No tenía tiempo para nada. Se sentía constantemente en un estado de dulce y alegre embriaguez. Se sentía el centro de algún importante movimiento general. Sentía que constantemente se esperaba algo de él, sentía que si no hacía ese
algo
, muchos se entristecerían y defraudaría sus esperanzas, pero que si lo hacía, todo iría muy bien. Por lo tanto hacía todo lo que le pedían, pero eso tan excepcional que todos esperaban seguía sin llegar.
Durante estos primeros momentos, el príncipe Vasili más que ningún otro, se adueñó de los asuntos de Pierre tanto como si fueran los suyos propios. Desde el momento de la muerte del conde Bezújov no había dejado de mano a Pierre. Daba el aspecto de un hombre agobiado de trabajo, cansado y exhausto pero que, al final, por compasión, no podía abandonar a su suerte y dejar en manos de los bellacos a ese joven desamparado, hijo de su amigo y con tan inmensa fortuna. En los pocos días que pasó en Moscú después de la muerte del conde Bezújov, hacía llamar a Pierre o iba a visitarle y le ordenaba lo que debía hacer con tal tono de cansancio y seguridad como si a cada momento le estuviera diciendo: «Sabes que estoy sepultado de trabajo, pero no tendría compasión si te dejara así, pero esto ha de acabarse; y tú bien sabes que lo que te ordeno es lo único factible».
—Bueno, amigo mío, finalmente partimos mañana —le dijo una vez cerrando los ojos y tocándole con los dedos el codo, con tal tono como si lo que decía hubiera estado acordado entre ambos hacía mucho tiempo y no pudiera ser de otro modo, a pesar de que era la primera vez que Pierre lo escuchaba—. Mañana partimos, podrás venir en mi coche. Estoy muy contento. Aquí lo más importante ya está resuelto. Hace tiempo que yo ya debería haberme ido. Mira lo que he recibido del príncipe.

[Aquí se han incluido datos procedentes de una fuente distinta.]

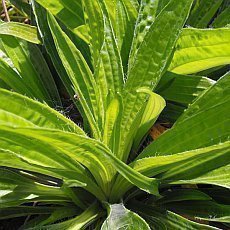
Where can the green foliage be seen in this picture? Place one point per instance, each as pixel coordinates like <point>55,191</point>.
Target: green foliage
<point>122,66</point>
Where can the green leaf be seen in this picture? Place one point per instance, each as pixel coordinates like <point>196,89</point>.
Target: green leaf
<point>182,89</point>
<point>163,219</point>
<point>17,189</point>
<point>146,17</point>
<point>203,210</point>
<point>181,168</point>
<point>20,30</point>
<point>222,20</point>
<point>80,76</point>
<point>219,177</point>
<point>17,51</point>
<point>41,19</point>
<point>203,124</point>
<point>126,16</point>
<point>14,81</point>
<point>44,73</point>
<point>111,117</point>
<point>122,218</point>
<point>200,49</point>
<point>152,110</point>
<point>94,20</point>
<point>12,212</point>
<point>109,74</point>
<point>183,195</point>
<point>15,107</point>
<point>79,222</point>
<point>203,12</point>
<point>23,6</point>
<point>151,59</point>
<point>71,18</point>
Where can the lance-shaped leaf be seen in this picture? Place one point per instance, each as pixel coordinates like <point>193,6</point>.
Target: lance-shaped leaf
<point>150,62</point>
<point>152,110</point>
<point>198,49</point>
<point>203,124</point>
<point>44,30</point>
<point>146,16</point>
<point>16,108</point>
<point>219,177</point>
<point>94,20</point>
<point>109,74</point>
<point>181,168</point>
<point>17,189</point>
<point>79,222</point>
<point>20,30</point>
<point>124,29</point>
<point>80,76</point>
<point>38,155</point>
<point>12,212</point>
<point>164,219</point>
<point>18,50</point>
<point>182,89</point>
<point>203,210</point>
<point>122,218</point>
<point>182,195</point>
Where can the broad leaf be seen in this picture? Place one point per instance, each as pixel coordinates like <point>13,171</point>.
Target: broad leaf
<point>203,12</point>
<point>80,76</point>
<point>182,89</point>
<point>204,210</point>
<point>71,18</point>
<point>162,219</point>
<point>16,108</point>
<point>150,62</point>
<point>20,30</point>
<point>198,49</point>
<point>203,124</point>
<point>181,168</point>
<point>122,218</point>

Intercedí por ti y has sido admitido en el cuerpo diplomático y hecho gentilhombre de cámara.
A pesar de la fuerza del tono de cansada seguridad, que decía que eso no podía ser de otro modo, Pierre, que había estado pensando tanto tiempo en su carrera, quiso objetar algo, pero el príncipe Vasili le interrumpió.
—Pero, querido mío, esto lo he hecho por mí, me lo dictaba mi conciencia y no tienes nada que agradecerme. Nunca nadie se quejó de que le quisieran demasiado, puedes abandonarlo todo mañana mismo, pero ya tú mismo decidirás en San Petersburgo. Ya era hora de que te alejaras de todos estos terribles recuerdos. —El príncipe Vasili suspiró—. Sí, sí, querido mío. Que vaya mi ayudante de cámara en tu coche. Ah, sí, casi lo olvido —añadió el príncipe Vasili—, sabes que tenía unas cuentas con el difunto, he recibido lo de Riazán y me lo quedo. A ti no te hace falta. Ya haremos nosotros cuentas.